‘You turn if you want to. The lady’s not for turning!’ Margaret Thatcher famously declared in 1980 to her party conference.
Fast forward to 2011, and for all the understandable anger that the Liberal Democrats are attracting from the voters, it remains Conservative-led departments that seem to have rediscovered the art of the U-turn.
Take Caroline Spelman, for example, forced to make a humiliating climbdown on her plans to sell off the forests. Or Michael Gove, made to abandon his plans to scrap the school sports partnership. Then, the biggest of them all, Andrew Lansley’s ‘pause’ on a health bill which resembles more of a dog’s dinner than a serious piece of public service reform. And does anyone remember public health minister Anne Milton’s suggestion that free milk for under-fives should be withdrawn altogether? Within hours, the policy bit the dust.
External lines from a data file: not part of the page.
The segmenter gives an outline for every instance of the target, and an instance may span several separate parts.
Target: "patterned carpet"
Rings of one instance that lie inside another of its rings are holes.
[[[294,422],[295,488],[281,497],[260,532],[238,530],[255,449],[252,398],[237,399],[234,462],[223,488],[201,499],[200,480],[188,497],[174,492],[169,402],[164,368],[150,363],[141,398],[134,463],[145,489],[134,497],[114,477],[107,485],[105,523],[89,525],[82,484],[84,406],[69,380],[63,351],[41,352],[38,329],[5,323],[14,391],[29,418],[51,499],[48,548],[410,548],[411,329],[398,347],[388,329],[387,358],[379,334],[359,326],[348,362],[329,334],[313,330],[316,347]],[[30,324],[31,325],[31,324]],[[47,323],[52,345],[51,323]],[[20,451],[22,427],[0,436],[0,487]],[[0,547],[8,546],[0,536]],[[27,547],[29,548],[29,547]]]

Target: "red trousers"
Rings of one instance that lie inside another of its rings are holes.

As a government committed to ‘evidence-based’ policymaking, this administration seems to have a pretty obscure understanding of what it means, preferring instead to come up with an ideologically driven policy first, and consult second, cherry-picking the evidence that just happens to give them cover for whatever they have already decided. It would be a farce if it were not so important to the country.
In opposition, it used to be commonplace to hear David Cameron berating Labour for consulting and reviewing too much and not just getting on with it. And yet now we have two extreme views within the government – one that seems to think you make the policy up then work out a problem it solves second. The other view is that consulting is the best way to kick a contentious subject into the long grass to avoid any embarrassing short-term headlines of splits between the coalition parties. The commission into a British Bill of Rights remains a classic example, used as an opportunity to cover up the deep-rooted differences of approach and values between the Liberal Democrats and Conservatives.
But perhaps more fundamentally, the constant sound of reverse gears echoing across Whitehall is symptomatic of a weakness at the heart of government, one in which No 10 is not providing the steer and leadership required of the prime minister. Despite his efforts to ‘beef up’ his policy unit and communications team, Cameron’s problem remains that he is effectively locked in a dual premiership with Nick Clegg, with each leading parties which are about as similar as chalk and cheese. It was from the start a recipe for bad government.
That said, while U-turns never look good, judiciously used they can stop molehills becoming mountains. Early policy reversals by New Labour over the Dome and the Gurkhas might have averted those self-contained policy issues becoming so damagingly iconic. The same might be said over Spelman and the forests – already fading from memory – and Milton and school milk – barely heard of. The government has consciously set itself the task of ‘sticking to Plan A’ on the deficit, knowing that, if it can maintain the onward momentum on the big picture, then dousing smaller fires where necessary will keep it going. And perhaps the risk-aversion which comes with being locked into government means the government is dodging more of these bullets than first appears.